The newest version of the Better Care Reconciliation Act - which Sen. Ron Wyden of Oregon nicknamed "Trumpcare 3.0" - reinserts an amendment that experts argue could have a big impact on people with pre-existing medical conditions.
This version of the bill would need 60 votes to pass.
The bill still provides that more funds will be set aside for the opioid crisis, and people will be able to pay for premiums using a health savings account. It also takes deep cuts to Medicaid.
Here's the quick summary of what's all in the new bill:
- The Consumer Freedom Amendment, proposed by Senator Ted Cruz.
- The Portman Amendment, which provides $100 billion in funding to stabilize states.

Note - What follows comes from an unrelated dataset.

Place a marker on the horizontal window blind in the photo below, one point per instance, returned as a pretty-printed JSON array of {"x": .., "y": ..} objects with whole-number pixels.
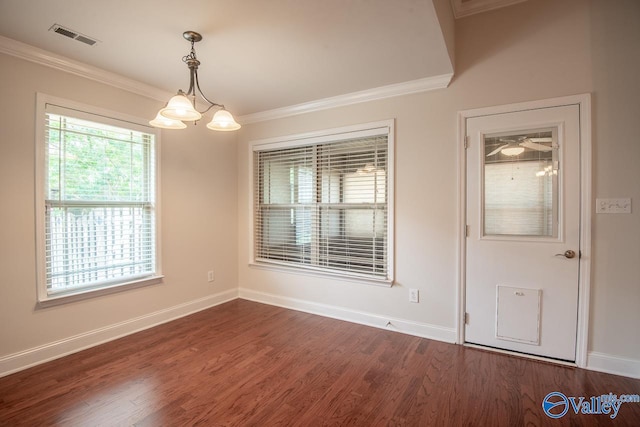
[
  {"x": 324, "y": 206},
  {"x": 99, "y": 202}
]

- It also makes some changes to a section that would have made out-of-pocket maximums technically higher than what's allowed by the law.
The Portman Amendment
The bill includes an amendment from Sen. Rob Portman of Ohio, which sets up $100 billion in new funding to stabilize states. It does this by increasing funding from $19.2 billion a year to $30.2 billion. Portman has expressed concerns about the BCRA before for not providing enough funding for Medicaid tackling the opioid crisis.

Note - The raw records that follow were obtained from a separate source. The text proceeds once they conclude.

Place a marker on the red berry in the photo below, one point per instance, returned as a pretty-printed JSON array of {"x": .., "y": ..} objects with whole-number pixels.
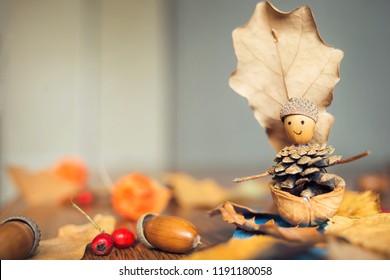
[
  {"x": 102, "y": 244},
  {"x": 123, "y": 238}
]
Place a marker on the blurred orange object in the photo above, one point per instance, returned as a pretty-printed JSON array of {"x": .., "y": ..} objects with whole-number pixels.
[
  {"x": 136, "y": 194},
  {"x": 73, "y": 170}
]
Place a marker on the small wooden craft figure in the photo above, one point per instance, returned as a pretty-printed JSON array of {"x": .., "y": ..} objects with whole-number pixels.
[{"x": 287, "y": 74}]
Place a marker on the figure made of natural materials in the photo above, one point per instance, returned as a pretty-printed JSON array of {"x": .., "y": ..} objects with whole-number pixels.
[{"x": 287, "y": 74}]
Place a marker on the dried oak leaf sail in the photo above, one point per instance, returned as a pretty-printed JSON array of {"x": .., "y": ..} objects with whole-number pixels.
[
  {"x": 280, "y": 56},
  {"x": 71, "y": 241}
]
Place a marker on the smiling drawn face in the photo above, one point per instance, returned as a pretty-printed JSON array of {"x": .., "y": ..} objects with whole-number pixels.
[{"x": 299, "y": 128}]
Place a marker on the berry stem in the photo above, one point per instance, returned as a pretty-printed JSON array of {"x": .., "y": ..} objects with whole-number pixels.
[{"x": 87, "y": 216}]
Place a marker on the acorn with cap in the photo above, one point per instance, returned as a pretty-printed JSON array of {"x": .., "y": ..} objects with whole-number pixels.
[{"x": 299, "y": 117}]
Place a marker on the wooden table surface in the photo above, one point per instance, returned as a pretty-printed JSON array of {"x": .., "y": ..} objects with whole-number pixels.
[
  {"x": 50, "y": 218},
  {"x": 213, "y": 230}
]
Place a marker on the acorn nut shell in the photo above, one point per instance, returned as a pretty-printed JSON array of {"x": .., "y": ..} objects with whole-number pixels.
[
  {"x": 304, "y": 211},
  {"x": 168, "y": 233}
]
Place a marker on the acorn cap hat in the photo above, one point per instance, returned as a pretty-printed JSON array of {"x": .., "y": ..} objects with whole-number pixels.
[{"x": 299, "y": 106}]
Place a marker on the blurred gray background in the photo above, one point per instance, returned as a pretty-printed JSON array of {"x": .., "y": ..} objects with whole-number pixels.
[{"x": 143, "y": 85}]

The Consumer Freedom Amendment
Unlike the one scored last week by the Congressional Budget Office, this bill includes an amendment from Sen. Ted Cruz of Texas that critics said could make plans with adequate coverage unaffordable to those who have certain medical conditions.
The amendment would have allowed plans to exist that don't comply with two regulations set up under the Affordable Care Act, the law better known as Obamacare: community rating and essential health benefits. The latter could have had a big impact on people with preexisting conditions.
Under the Cruz amendment, titled the "Consumer Freedom Amendment," because some health plans wouldn't have to necessarily adhere to the community rating and essential health benefits. Those that do would receive$70 billion in funding to offset the higher premiums that would result relative to the plans that don't cover the regulations. Whether that funding would be enough to make the plans affordable remains to be seen. While the CBO analysis might have shed some light, the amendment was pulled from the draft bill.
On Wednesday, the Department of Health and Human Services released a report on the Consumer Freedom Amendment, taking a look at what it would do in the context of the ACA - not the BCRA bill. The report came to the conclusion that Cruz's amendment would lower premiums in both the traditional ACA plans and the less regulated ones.
That goes against what experts say about the amendment. They argue that it is likely premiums under both types of plans would likely rise if the amendment was put in place. The insurance industry's lobbying group said the amendment would lead to "widespread adverse selection and unstable health insurance markets."